Weather forecasts can be improved both by blending data from multiple numerical weather prediction models and through direct edits of model data made by human forecasters.

However, whether a forecast is considered improved depends entirely on our definition of “improvement”, and the precise metrics used to assess such improvements. Furthermore, because human forecasters edit model data for many different reasons, it can be difficult to assess whether specific edits, aimed at improving the representation of specific physical processes, have been successful or not

Two such specific processes, that both Australian and U.S. forecasters edit model data to better resolve, are the land-sea breeze, and boundary layer mixing. These processes repeat every day, and are somewhat predictable. The land-sea breeze can affect the venting of air pollution, and boundary layer mixing can potentially affect the function of wind turbines.

In this paper, CLEX researchers developed new metrics to assess whether forecaster edits targeting these processes were reducing error in the daily varying component of the wind forecasts, by comparing edited and unedited forecast data with weather station observations. 

The results showed that when winds are considered at individual stations, or averaged over small spatial scales like that of an individual city, the Bureau’s official, human edited forecast dataset generally exhibits larger errors than unedited model data (remembering that only errors in the daily varying component of the wind forecast are being considered, not errors in the overall wind fields.) Interestingly however, the human edited forecast can occasionally produce lower errors than the blended, ensemble average forecast, because ensemble averaging overly smooths the daily varying component of the wind field.

Interpreting these results requires nuance because at small spatiotemporal scales winds are very chaotic, and more realistic representations of chaotic processes in forecasts do not necessarily translate into reduced errors – indeed, they often make errors worse.    

You can develop some intuition for this by considering two unbiased six-sided dice, one red and one blue. Imagine the red dice represents “observations”, and the blue dice represents a “forecast”, and that they are identical except for colour. If you roll the dice multiple times and compare the numbers, you can work out the average error between your red observations-dice, and your blue forecast-dice (noting that the error between two numbers is just the distance between them, i.e. their difference ignoring negative signs.)
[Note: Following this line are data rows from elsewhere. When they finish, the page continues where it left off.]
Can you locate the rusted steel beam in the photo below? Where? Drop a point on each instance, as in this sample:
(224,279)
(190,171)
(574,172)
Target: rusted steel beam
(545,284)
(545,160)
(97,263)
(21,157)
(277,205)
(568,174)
Now imagine you also have a blue ball with the number 3.6 written on it, and that rolling it provides an alternative forecast to rolling your blue dice. If you roll your blue forecast-ball and red observations-dice enough times, you will find the average error is lower for the ball (about 1.32) than with the dice (about 1.6), even though the red and blue dice are identical except for the colour.
Thus, the blue forecast-ball gives a lower error than the blue forecast-dice, even though the ball is not a “realistic” representation of the observations-dice at all.
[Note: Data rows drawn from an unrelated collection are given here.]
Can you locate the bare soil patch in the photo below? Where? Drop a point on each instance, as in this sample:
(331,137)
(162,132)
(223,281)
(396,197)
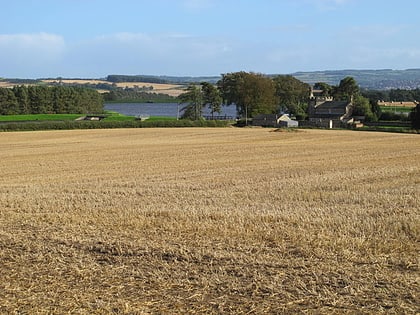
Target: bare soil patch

In the case of the land-sea breeze and boundary layer mixing edits considered in this paper, forecasters may be justifiably expending effort to make the wind field more realistic, even if doing so does not decrease error. It’s issues like these that catalysed the field of fuzzy verification, which attempts to develop novel ways of assessing forecasts of chaotic processes, such as rolling dice, or the weather.

A very simple approach, known as “upscaling”, is used to first average data over a spatial or temporal scale where chaotic behaviour is smoothed out. In the dice example, we might compare the average numbers rolled on each dice and the ball. Both the blue forecast-dice and red observations-dice roll an average of 3.5 – a perfect agreement.
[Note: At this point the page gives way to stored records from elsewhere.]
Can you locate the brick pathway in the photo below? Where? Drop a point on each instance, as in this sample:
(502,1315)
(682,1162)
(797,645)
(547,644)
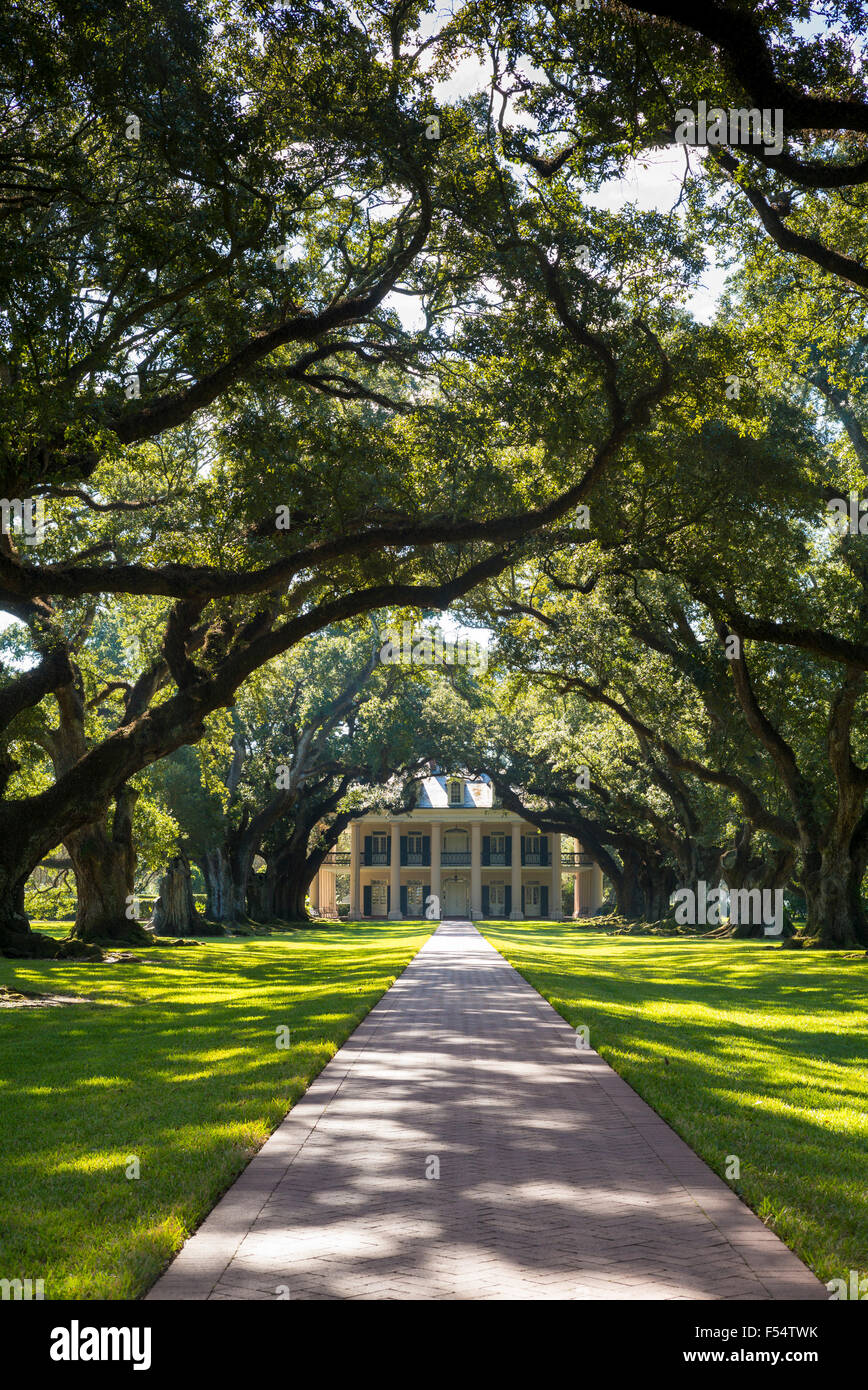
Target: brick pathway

However, the blue forecast-ball gives 3.6 every time, so it’s average is 3.6, and therefore in this situation, it performs worse than the blue forecast-dice.

In the case of the land-sea breeze and boundary layer mixing edits considered in this paper, the results show that when “upscaled” to very large spatial scales, such as that of an entire Australian State’s coastline, the edited forecast can occasionally produce lower errors in the daily varying component of the wind field than commonly used models, as well as the Bureau’s blended ensemble product. 

Another approach to fuzzy verification involves assessing qualitative “features” within a forecast. In the dice example, we might ask, how frequently is the number 1 rolled? The red and blue dice would again be in perfect agreement, rolling the number one, one-sixth of the time. However, the blue forecast-ball will obviously never roll the number one.

Similarly, in this paper, methods are developed to assess qualitative features of land-sea breeze and boundary layer mixing processes, such as the average direction of the land-sea breeze at its peak, and the average time of day when this peak is attained. This allows qualitative issues with how land-sea breeze and boundary layer mixing processes are represented in forecasts to be quickly diagnosed in different regions.

For example, results indicate direction biases in the land-sea breeze around Brisbane in many commonly used models, as well as in the Bureau’s official edited forecast, and in the Bureau’s blended ensemble product, with the blended product also significantly suppressing the amplitude of the land-sea breeze at this location.

It is essential to note that all the results of this paper depend entirely on the metrics and definitions chosen and that no claim is being made that any single metric can capture the overall accuracy, or value to the user, of a given forecast. Whether we prefer a forecast-dice or a forecast-ball depends entirely on the application.

Future work could extend these ideas by considering how specific industries or groups consume Bureau forecasts and designing verification metrics subject to their specific needs.